Rivers are roads
“Rivers are roads that move.” — Blaise Pascal
I’ve always been fascinated by maps; I could literally sit and study them for hours. One of the first things I noticed as a child, when I would look at maps, is how the cities of America seemed to cluster along rivers and coasts. There’s a logical reason for that, of course, but it’s one that is often lost on us in these days of interstate highways and air travel. There was a time when rivers were the primary roads.
Even when we didn’t live on the coasts, we were always near rivers, and I’ve enjoyed them all. Yet I seldom think of them as roads to discovery, preferring instead to sit in one place and watch them flow by. But sometimes I daydream about how much fun it would be to have a boat and go traveling by water, stopping at places along the way and making discoveries I might miss on land.
Our York home sits near several rivers — the York, the James, the Elizabeth — as well as Hampton Roads, Chesapeake Bay and the Atlantic Ocean. Every time I go to the Yorktown waterfront, I enjoy it so much I tell myself I’m going to start visiting more often, if only for an hour or so each week, but when I’m home I’m busy with tasks and seldom make the time.

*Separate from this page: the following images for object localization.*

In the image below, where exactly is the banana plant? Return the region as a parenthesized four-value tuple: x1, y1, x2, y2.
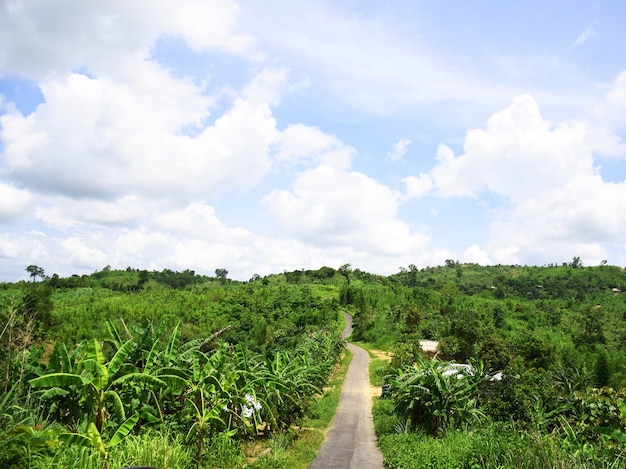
(389, 355, 486, 435)
(156, 343, 242, 466)
(60, 413, 139, 469)
(252, 350, 320, 431)
(186, 386, 235, 468)
(159, 344, 240, 416)
(29, 338, 165, 432)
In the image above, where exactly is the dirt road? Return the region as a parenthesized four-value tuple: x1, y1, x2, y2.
(308, 313, 385, 469)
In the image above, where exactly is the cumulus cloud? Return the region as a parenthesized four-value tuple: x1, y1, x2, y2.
(0, 182, 32, 222)
(424, 93, 626, 265)
(1, 66, 283, 201)
(463, 245, 492, 265)
(0, 0, 252, 80)
(491, 174, 626, 251)
(403, 173, 432, 199)
(273, 123, 355, 170)
(2, 2, 626, 281)
(262, 164, 429, 255)
(387, 138, 411, 161)
(429, 95, 621, 202)
(601, 71, 626, 129)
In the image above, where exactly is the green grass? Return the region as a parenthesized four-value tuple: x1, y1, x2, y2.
(30, 430, 193, 469)
(372, 397, 626, 469)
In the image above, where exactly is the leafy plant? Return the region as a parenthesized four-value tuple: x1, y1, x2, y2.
(29, 338, 165, 432)
(389, 356, 486, 435)
(596, 400, 626, 444)
(59, 413, 139, 468)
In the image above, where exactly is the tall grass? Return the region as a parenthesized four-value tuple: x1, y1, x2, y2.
(373, 396, 626, 469)
(31, 430, 193, 469)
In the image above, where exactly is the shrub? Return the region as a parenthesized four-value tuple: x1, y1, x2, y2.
(388, 356, 486, 436)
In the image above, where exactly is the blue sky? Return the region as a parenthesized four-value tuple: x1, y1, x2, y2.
(1, 0, 626, 281)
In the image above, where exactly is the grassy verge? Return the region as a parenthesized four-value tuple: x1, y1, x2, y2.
(352, 340, 391, 387)
(245, 347, 353, 469)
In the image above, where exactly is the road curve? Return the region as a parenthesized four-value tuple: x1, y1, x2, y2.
(308, 312, 385, 469)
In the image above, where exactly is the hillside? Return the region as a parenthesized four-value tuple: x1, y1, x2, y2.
(2, 262, 626, 467)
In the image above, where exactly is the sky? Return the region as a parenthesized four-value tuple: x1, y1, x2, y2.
(1, 0, 626, 282)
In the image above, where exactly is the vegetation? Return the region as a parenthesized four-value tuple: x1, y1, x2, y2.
(2, 260, 626, 467)
(360, 261, 626, 467)
(0, 266, 346, 468)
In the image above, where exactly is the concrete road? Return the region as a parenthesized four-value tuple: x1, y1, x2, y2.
(308, 313, 385, 469)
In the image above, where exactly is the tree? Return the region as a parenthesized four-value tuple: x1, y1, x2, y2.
(22, 283, 54, 337)
(442, 309, 481, 361)
(338, 264, 352, 284)
(25, 265, 45, 282)
(570, 256, 583, 269)
(215, 268, 228, 282)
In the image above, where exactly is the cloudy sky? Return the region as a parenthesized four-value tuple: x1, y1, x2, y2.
(1, 0, 626, 281)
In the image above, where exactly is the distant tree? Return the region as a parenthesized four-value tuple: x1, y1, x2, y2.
(570, 256, 583, 268)
(478, 334, 511, 371)
(49, 273, 60, 288)
(338, 263, 352, 284)
(25, 265, 45, 282)
(314, 266, 336, 279)
(21, 282, 54, 337)
(492, 305, 506, 329)
(408, 264, 418, 287)
(403, 305, 424, 331)
(449, 309, 481, 361)
(516, 333, 556, 370)
(137, 269, 150, 288)
(215, 268, 229, 283)
(574, 306, 606, 349)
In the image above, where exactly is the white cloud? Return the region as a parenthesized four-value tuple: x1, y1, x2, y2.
(601, 70, 626, 129)
(574, 21, 598, 47)
(60, 237, 107, 268)
(1, 2, 626, 282)
(387, 138, 411, 161)
(240, 1, 511, 116)
(262, 164, 429, 255)
(463, 245, 491, 265)
(272, 123, 354, 170)
(429, 95, 620, 202)
(0, 182, 32, 222)
(494, 174, 626, 247)
(1, 66, 283, 201)
(403, 173, 432, 199)
(0, 0, 252, 80)
(425, 93, 626, 266)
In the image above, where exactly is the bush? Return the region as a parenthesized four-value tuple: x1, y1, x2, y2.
(388, 356, 486, 435)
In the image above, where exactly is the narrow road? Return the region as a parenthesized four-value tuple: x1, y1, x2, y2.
(309, 312, 385, 469)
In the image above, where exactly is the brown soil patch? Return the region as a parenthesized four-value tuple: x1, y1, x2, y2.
(370, 349, 392, 361)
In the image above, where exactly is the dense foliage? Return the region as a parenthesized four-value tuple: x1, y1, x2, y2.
(350, 261, 626, 467)
(3, 261, 626, 467)
(0, 267, 345, 468)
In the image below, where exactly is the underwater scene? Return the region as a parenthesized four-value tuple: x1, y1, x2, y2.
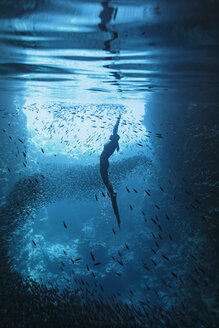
(0, 0, 218, 327)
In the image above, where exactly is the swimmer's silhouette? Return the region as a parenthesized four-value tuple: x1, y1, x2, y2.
(98, 0, 118, 52)
(100, 115, 121, 227)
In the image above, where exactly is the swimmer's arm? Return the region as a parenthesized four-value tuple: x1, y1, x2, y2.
(113, 115, 121, 135)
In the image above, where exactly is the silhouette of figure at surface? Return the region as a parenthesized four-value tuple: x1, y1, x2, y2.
(100, 115, 121, 227)
(98, 0, 118, 52)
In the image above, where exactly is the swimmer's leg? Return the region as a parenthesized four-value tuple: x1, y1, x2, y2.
(100, 160, 114, 194)
(111, 194, 120, 227)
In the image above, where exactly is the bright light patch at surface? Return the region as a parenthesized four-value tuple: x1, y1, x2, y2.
(23, 101, 148, 162)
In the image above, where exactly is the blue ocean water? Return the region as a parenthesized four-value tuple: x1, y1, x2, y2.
(0, 0, 218, 327)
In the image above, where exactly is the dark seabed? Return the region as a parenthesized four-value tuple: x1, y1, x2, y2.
(0, 0, 218, 327)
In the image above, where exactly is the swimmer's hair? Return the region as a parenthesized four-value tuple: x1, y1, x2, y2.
(110, 134, 120, 141)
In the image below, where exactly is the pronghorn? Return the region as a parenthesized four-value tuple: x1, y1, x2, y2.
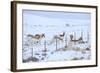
(27, 33, 45, 45)
(49, 32, 65, 45)
(70, 34, 83, 43)
(70, 34, 88, 44)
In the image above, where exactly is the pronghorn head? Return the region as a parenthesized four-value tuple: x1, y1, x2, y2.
(42, 33, 45, 38)
(59, 32, 65, 37)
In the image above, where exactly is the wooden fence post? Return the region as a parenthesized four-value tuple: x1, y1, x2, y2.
(31, 47, 33, 59)
(44, 40, 47, 52)
(56, 38, 57, 50)
(74, 32, 76, 45)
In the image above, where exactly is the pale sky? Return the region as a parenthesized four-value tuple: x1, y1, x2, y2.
(23, 10, 91, 20)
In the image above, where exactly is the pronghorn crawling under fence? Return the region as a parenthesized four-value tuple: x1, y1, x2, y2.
(69, 34, 88, 44)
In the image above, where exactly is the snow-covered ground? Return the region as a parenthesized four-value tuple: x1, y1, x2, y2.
(22, 37, 91, 62)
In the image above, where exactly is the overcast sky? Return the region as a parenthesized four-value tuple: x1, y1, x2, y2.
(23, 10, 91, 20)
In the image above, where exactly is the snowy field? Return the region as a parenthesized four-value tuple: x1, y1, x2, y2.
(22, 10, 91, 63)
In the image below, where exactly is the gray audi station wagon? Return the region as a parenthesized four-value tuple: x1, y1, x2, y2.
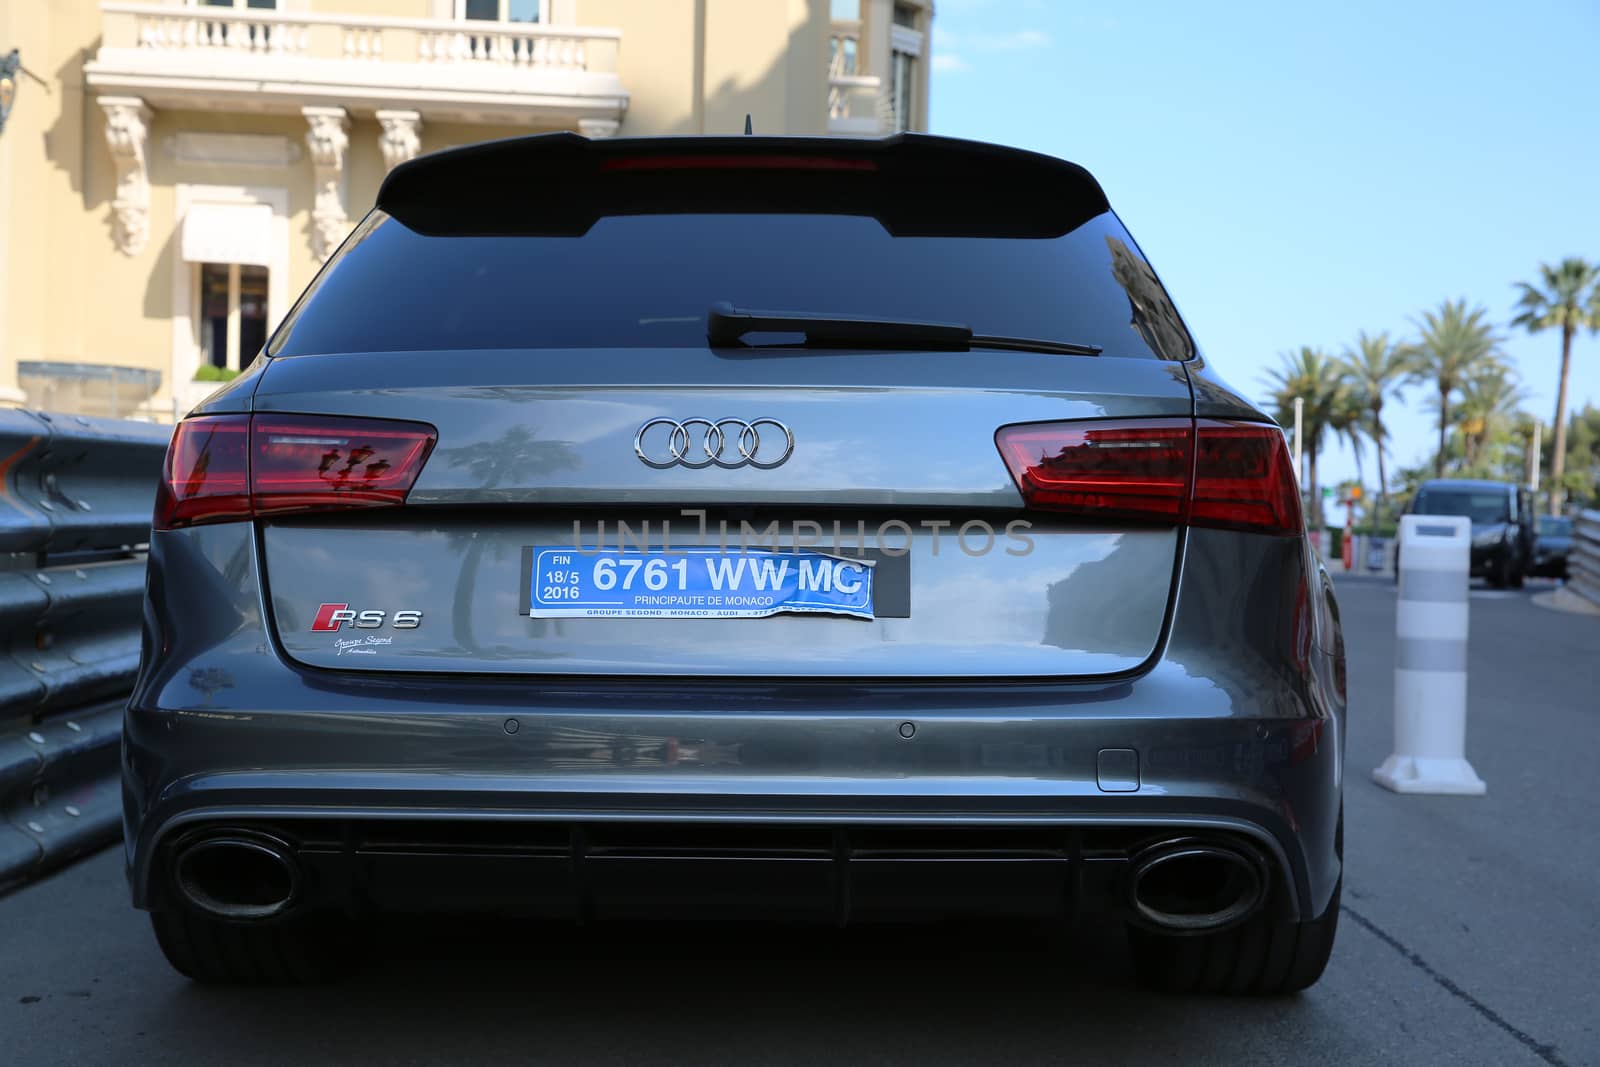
(126, 133, 1345, 993)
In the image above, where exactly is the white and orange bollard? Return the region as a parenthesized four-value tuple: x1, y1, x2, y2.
(1373, 514, 1486, 795)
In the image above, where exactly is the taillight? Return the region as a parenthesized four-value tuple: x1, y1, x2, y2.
(251, 415, 436, 516)
(1189, 420, 1303, 535)
(154, 414, 436, 530)
(154, 415, 251, 529)
(994, 419, 1191, 523)
(599, 155, 879, 172)
(995, 418, 1302, 536)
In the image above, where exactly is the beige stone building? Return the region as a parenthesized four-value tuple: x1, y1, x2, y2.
(0, 0, 932, 419)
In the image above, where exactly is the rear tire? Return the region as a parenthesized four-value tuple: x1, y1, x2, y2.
(1127, 879, 1340, 995)
(150, 908, 358, 985)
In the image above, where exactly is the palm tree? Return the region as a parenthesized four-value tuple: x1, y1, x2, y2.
(1452, 359, 1525, 470)
(1404, 300, 1503, 477)
(1264, 346, 1346, 528)
(1341, 331, 1411, 526)
(1328, 387, 1368, 508)
(1512, 258, 1600, 514)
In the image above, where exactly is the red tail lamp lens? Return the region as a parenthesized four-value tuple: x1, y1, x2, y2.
(1190, 420, 1303, 536)
(154, 415, 251, 530)
(995, 418, 1303, 536)
(600, 155, 879, 172)
(153, 414, 436, 530)
(995, 420, 1192, 523)
(251, 415, 436, 516)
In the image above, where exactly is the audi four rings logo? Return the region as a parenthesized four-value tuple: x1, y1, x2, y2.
(634, 418, 794, 469)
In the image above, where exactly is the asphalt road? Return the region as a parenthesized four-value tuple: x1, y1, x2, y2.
(3, 576, 1598, 1066)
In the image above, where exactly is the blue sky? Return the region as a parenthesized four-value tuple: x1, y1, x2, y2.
(928, 0, 1600, 495)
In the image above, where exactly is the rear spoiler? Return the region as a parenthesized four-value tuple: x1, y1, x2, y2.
(376, 132, 1111, 239)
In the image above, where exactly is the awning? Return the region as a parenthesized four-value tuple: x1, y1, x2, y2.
(180, 200, 273, 267)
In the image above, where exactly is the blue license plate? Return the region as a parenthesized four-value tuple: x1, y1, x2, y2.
(528, 547, 874, 620)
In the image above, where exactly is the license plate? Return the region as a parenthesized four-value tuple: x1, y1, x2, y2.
(526, 547, 875, 620)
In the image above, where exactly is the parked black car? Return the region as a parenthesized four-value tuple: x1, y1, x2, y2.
(1533, 515, 1574, 578)
(1401, 479, 1534, 587)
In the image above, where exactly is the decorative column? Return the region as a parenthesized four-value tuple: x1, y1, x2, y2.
(861, 0, 895, 133)
(302, 106, 350, 261)
(99, 96, 153, 256)
(578, 117, 620, 139)
(376, 110, 423, 172)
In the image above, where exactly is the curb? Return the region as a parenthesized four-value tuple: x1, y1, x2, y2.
(1531, 586, 1600, 617)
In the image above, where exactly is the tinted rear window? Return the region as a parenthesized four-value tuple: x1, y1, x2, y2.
(1414, 489, 1510, 523)
(269, 211, 1192, 360)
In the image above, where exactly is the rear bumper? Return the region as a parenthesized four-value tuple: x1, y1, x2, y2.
(145, 814, 1287, 926)
(124, 526, 1344, 924)
(126, 701, 1331, 905)
(125, 681, 1337, 918)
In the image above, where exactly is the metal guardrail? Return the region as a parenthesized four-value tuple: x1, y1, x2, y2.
(1569, 509, 1600, 609)
(0, 409, 169, 893)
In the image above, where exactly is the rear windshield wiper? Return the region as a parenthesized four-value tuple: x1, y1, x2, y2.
(706, 302, 1103, 356)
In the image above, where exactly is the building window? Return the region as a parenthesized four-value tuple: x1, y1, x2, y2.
(459, 0, 548, 21)
(890, 50, 916, 131)
(829, 31, 858, 77)
(887, 5, 924, 132)
(197, 263, 270, 372)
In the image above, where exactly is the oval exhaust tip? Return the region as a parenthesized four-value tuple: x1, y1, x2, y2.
(172, 832, 300, 920)
(1129, 841, 1266, 933)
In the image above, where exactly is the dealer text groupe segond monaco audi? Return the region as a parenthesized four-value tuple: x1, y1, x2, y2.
(127, 132, 1345, 994)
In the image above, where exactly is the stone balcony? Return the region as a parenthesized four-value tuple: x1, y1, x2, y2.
(81, 3, 629, 262)
(825, 19, 888, 137)
(84, 2, 628, 130)
(828, 73, 888, 136)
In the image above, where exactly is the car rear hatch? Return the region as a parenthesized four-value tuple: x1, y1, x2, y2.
(169, 135, 1293, 680)
(251, 347, 1191, 678)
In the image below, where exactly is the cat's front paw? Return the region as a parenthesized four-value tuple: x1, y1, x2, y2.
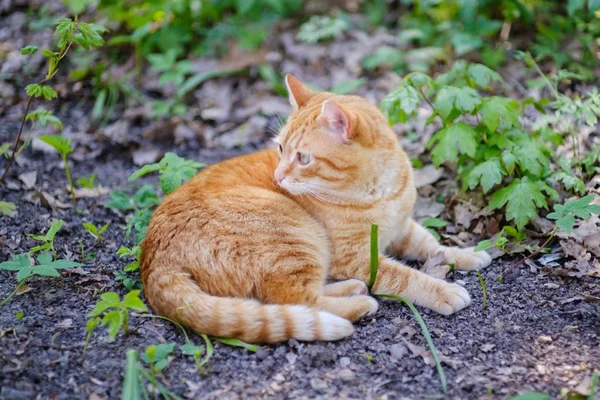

I think one thing I find so appealing about rivers is, even if I’m not traveling down them, other people are. Seeing the boats come and go, and the water flowing into the horizon, out of sight, reminds me of opportunities, possibilities, undiscovered wonders. I’ve heard people say “the road is calling” and perhaps rivers, as roads, call us in the same way.
Do you live near a river? If so, do you ever use it as a road for travel?